Bu bağlamda; Avrupa İnsan Hakları
Mahkemesi; kıyıda yer alan taşınmazın bir şekilde özel mülkiyet konusu
yapılarak tapuya kişi adına kaydedilmesinin ardından açılan tapu iptali
davasından sonra, taşınmazın, sahibine tazminat ödenmeksizin hazine adına kaydedilmesi
üzerine açılan davada; malın değeriyle ilintili olarak makul bir miktarı
ödemeden mülkiyet hakkından mahrum bırakılmanın aşırı bir ihlal olacağını ve
hiçbir kamulaştırma yapılmamasının ne Ek 1 No'lu Protokol'ün 1. maddesi
alanında ne de özel koşullarda haklı gösterilemeyeceğini ortaya koyan daha önce
verdikleri bir karardan bahisle ( Bkz. Nastou-Yunanistan ( no:2 ), no:
16163/02, § 33, 15 Temmuz 2005, Jahn ve diğerleri-Almanya, no: 46720/99,
72203/01 ve 72552/01, § 111, 2005-..., ve 9 Aralık 1994 tarihli Manastır
Azizleri-Yunanistan kararı, A serisi no: 301-A, s. 35, § 71 ) sonuç olarak, başvuranlara tazminat ödenmediği durumda, mülkiyetin
korunması ve kamu yararı gereklilikleri arasında kurulması gereken adil
dengenin başvuranlar aleyhine bozulduğu yönünde karar vermiştir (
N.A. ve Diğerleri, Başvuru No:37451/97, 11.10.2005 ).
Yine; tapu siciline güvenerek taşınmazı
satın alan iyi niyetli kişinin, daha sonra taşınmazın, ruhsatsız olduğundan ve
mutlak koruma alanında bulunması nedeniyle ruhsata bağlanma imkanı da
bulunmadığından davacıya bir bedel ödenmeksizin idare tarafından yıkılması
üzerine açılan davada ise AİHM; söz konusu müdahalenin başvuranın ve genel
olarak toplumun çıkarları arasında adil bir denge kurup kurmadığının çözüme
kavuşturulması gerektiği, iç hukuk kapsamındaki tazminat hakkının, itiraz
edilen tedbirin gerekli adil denge unsuruna riayet edip etmediği ve başvuran
üzerine orantısız bir yük yükleyip yüklemediği hususlarının değerlendirmede
esas teşkil ettiğini, AİHM'in bu hususta daha önce, mülkün değeriyle makul
surette orantılı bir tazminat ödenmeksizin mülkten mahrum bırakmanın, normal
koşullar altında orantısız bir müdahale teşkil edeceğine ve tazminat
ödenmemesinin yalnızca istisnai koşullar altında 1 No'lu Protokol'ün 1. maddesi
bağlamında haklı görülebileceğine dair karar verdiğini belirterek ( bkz. N.A.
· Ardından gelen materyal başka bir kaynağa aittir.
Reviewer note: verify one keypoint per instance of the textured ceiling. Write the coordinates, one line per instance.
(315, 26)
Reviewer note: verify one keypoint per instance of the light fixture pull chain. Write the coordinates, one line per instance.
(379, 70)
ve Diğerleri/Türkiye, no. 37451/97, 41. paragraf, AİHM 2005-X;
Nastou/Yunanistan ( no. 2 ), no. 16163/02, 33. paragraf, 15 Temmuz 2005; Jahn
ve Diğerleri/Almanya [BD], no. 46720/99, 72203/01 ve 72552/01, 111. paragraf,
AİHM 2005-VI ) idare mahkemelerinin Ankara İl İdare Kurulu'nun yıkım emrini
onayladığı göz önüne alındığında başvuranın, mülkünden mahrum bırakılmasına
karşılık tazminat alma hususunda gerçekçi bir başarı ihtimalinin bulunmadığını,
bu nedenle, başvuranın evini kaybetmesine karşılık tazminat almasını sağlayacak
bir iç hukuk yolunun olmamasının, mülkiyet hakkından tam olarak yararlanmasını
engellediğini, bu bağlamda, iç hukukta Devlet'in tapu kayıtlarından kaynaklanan
herhangi bir zarardan sorumlu olduğunun öngörülmesine rağmen, Hükümet'in, söz
konusu mahrum bırakma karşılığı tazminat ödenmemesini haklı gösteren istisnai
koşullar dile getirmediğini, sonuç olarak, kendisine tapu vererek evinin yasal
sahibi olduğunu kabul eden ulusal makamların, başvuranın evinin yıkılması
sonucu uğradığı zarardan otomatik olarak sorumlu olduğunu, yukarıda
kaydedilenler ışığında AİHM'in, başvurana tazminat ödenmemesinin, mülkiyetin
korunması ve kamu yararı gerekleri arasında kurulması gereken adil dengenin
başvuranın zararına olacak şekilde bozulmasına yol açtığı kanaatinde ( bkz.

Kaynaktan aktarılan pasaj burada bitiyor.